History of Gruajo
The story could begin as well:
One evening the father of Firmino feeling near death called him near the bed and said to him:
-You know I’m not rich, I’m dying on a straw bed and not on a woollen mattress, and my life was a long lunch of bread never eaten enough.
But I want to leave you something that one day will bear fruit. Go deep in the field where there are the three old vines with twisted trunks and Groppi, called Cruvaie. Neither children nor birds eat that grape because it looks crude and immature. But you go and pick it up, squeeze it and that wine will be your luck and the joy of those who drink it.
And he went to collect that despised grape, and he crushed it among his hard fingers like the teeth of the rake and filled his one of must. He let it ferment and by the end of a few days drank that still immature wine and understood what treasure his father had left him and ran to his side grateful crying on his grave.
That Cruvaio wine is a fairytale wine; no one doubts it from the first taste. That bitter old sapid, almost the synthesis of all the bitter decisions in the other wines, its deep colour which is the sum of the various shades of red through which it passed during aging make it the most prestigious and inimitable product not only Of the fields of Firmino but of all the hills of Breganze.
Well-maintained and loved at one time, the Cruvaio vines began to disappear after the last World War.
Those clusters always full of ripe berries and immature berries boiled almost a cursed grape, which departed well in bloom, made a nice long and wide graspo with many grains to promise of great harvest and that a bad spell condemned, apparently only However, to ill mature. And the ill-advised and suggestioned farmers took out those vineyards believed to be cursed and unworthy from their vineyards.
Some few knew that even those greenish grains brought in a delicious juice because nature loves to tease men, makeup and masquerading to be discovered by the very few.
Firmino, one of the noblest vinificators of Breganze, was among the first to resurface the veils of the Cruvaio wine.
And he dug long trenches on his hill and planted the new Cruvaie made with the calm of the three screws of the fable.
When all the other grapes are harvested, the grapes of the Cruvaie remain in the fields and Firmino tends to the vine attentively so his heavy step with a sudden cold stroke does not blow those fairy grapes.

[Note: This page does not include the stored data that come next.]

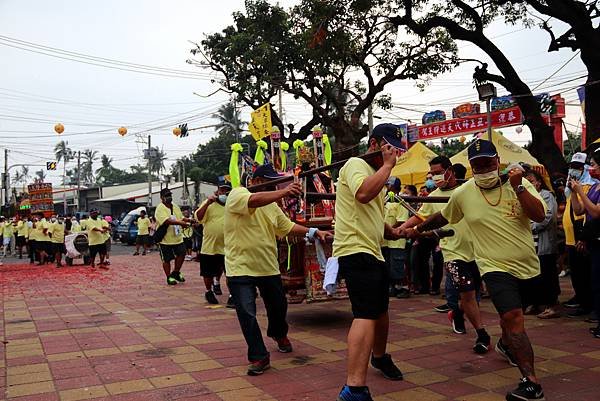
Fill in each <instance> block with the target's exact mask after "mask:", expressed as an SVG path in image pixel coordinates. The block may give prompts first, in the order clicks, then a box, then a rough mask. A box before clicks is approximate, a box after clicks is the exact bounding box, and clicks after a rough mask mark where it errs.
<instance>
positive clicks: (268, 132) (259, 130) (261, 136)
mask: <svg viewBox="0 0 600 401" xmlns="http://www.w3.org/2000/svg"><path fill="white" fill-rule="evenodd" d="M250 117H251V118H252V119H251V121H250V124H248V129H249V130H250V133H251V134H252V138H254V140H255V141H258V140H259V139H262V138H264V137H266V136H269V135H271V130H272V129H273V126H272V125H271V103H265V104H263V105H262V106H260V107H259V108H258V109H256V110H254V111H253V112H252V113H250Z"/></svg>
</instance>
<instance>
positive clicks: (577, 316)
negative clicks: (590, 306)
mask: <svg viewBox="0 0 600 401" xmlns="http://www.w3.org/2000/svg"><path fill="white" fill-rule="evenodd" d="M589 314H590V311H589V310H587V309H583V308H577V309H575V310H574V311H572V312H569V313H567V317H570V318H578V317H581V316H585V315H589Z"/></svg>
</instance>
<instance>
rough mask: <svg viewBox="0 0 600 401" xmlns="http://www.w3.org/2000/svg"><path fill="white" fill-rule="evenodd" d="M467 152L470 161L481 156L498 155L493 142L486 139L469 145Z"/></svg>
mask: <svg viewBox="0 0 600 401" xmlns="http://www.w3.org/2000/svg"><path fill="white" fill-rule="evenodd" d="M467 154H468V156H469V161H471V160H473V159H477V158H479V157H496V156H498V151H497V150H496V146H494V144H493V143H492V142H490V141H486V140H485V139H478V140H476V141H475V142H473V143H472V144H471V146H469V149H468V151H467Z"/></svg>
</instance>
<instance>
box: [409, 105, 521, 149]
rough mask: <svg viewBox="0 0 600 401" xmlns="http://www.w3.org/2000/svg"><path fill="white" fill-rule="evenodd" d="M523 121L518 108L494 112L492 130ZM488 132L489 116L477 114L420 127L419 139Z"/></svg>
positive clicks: (517, 106)
mask: <svg viewBox="0 0 600 401" xmlns="http://www.w3.org/2000/svg"><path fill="white" fill-rule="evenodd" d="M522 121H523V115H522V114H521V109H519V107H518V106H515V107H511V108H509V109H504V110H497V111H493V112H492V128H502V127H510V126H512V125H520V124H521V122H522ZM485 130H487V115H486V114H485V113H484V114H475V115H472V116H467V117H463V118H454V119H452V120H446V121H440V122H438V123H433V124H427V125H421V126H419V127H418V139H417V140H419V141H422V140H429V139H435V138H447V137H452V136H461V135H467V134H473V133H476V132H481V131H485Z"/></svg>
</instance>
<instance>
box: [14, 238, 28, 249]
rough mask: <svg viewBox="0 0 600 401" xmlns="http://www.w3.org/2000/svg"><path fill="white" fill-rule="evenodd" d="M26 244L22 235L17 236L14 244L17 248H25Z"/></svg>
mask: <svg viewBox="0 0 600 401" xmlns="http://www.w3.org/2000/svg"><path fill="white" fill-rule="evenodd" d="M26 243H27V239H26V238H25V237H24V236H23V235H18V236H17V242H16V245H17V247H19V248H20V247H23V246H25V244H26Z"/></svg>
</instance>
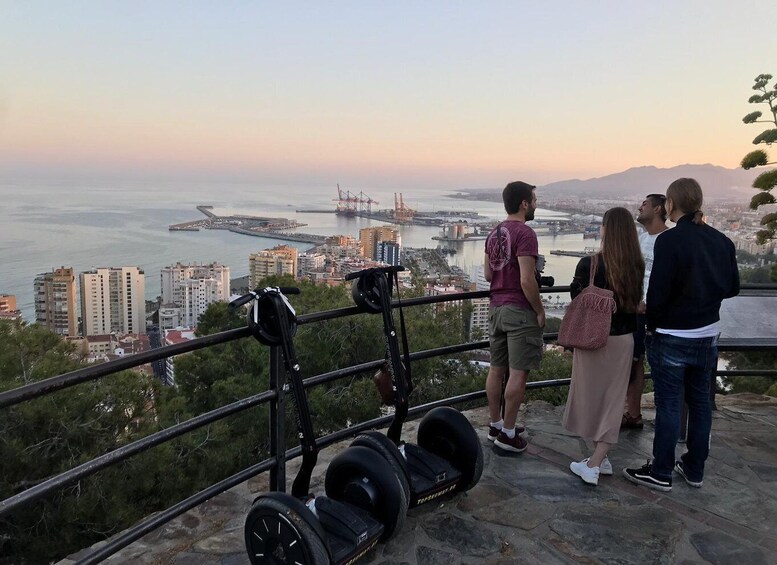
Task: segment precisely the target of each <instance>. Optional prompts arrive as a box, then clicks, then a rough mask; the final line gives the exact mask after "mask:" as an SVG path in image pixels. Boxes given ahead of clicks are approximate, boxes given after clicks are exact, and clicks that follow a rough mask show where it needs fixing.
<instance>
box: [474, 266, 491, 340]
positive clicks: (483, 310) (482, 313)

And then harvest by just pulling down the clusters that lays in the baskets for further maturation in the barons.
When the bunches have lost their water, they Firmino vinifies by gently pressing, pulling only the flower of the vine to the delight of his friends and those who manage to hold a glass full of cruvaio, looking at it against the light, sniffing and putting lips religiously on that wine, drinking it to small sips with the sanctity due to a good that had been lost and that was found.
Cruvajo or Gruajo (in the current exception) exclusive wine from the Breganze area, is produced in very limited quantities.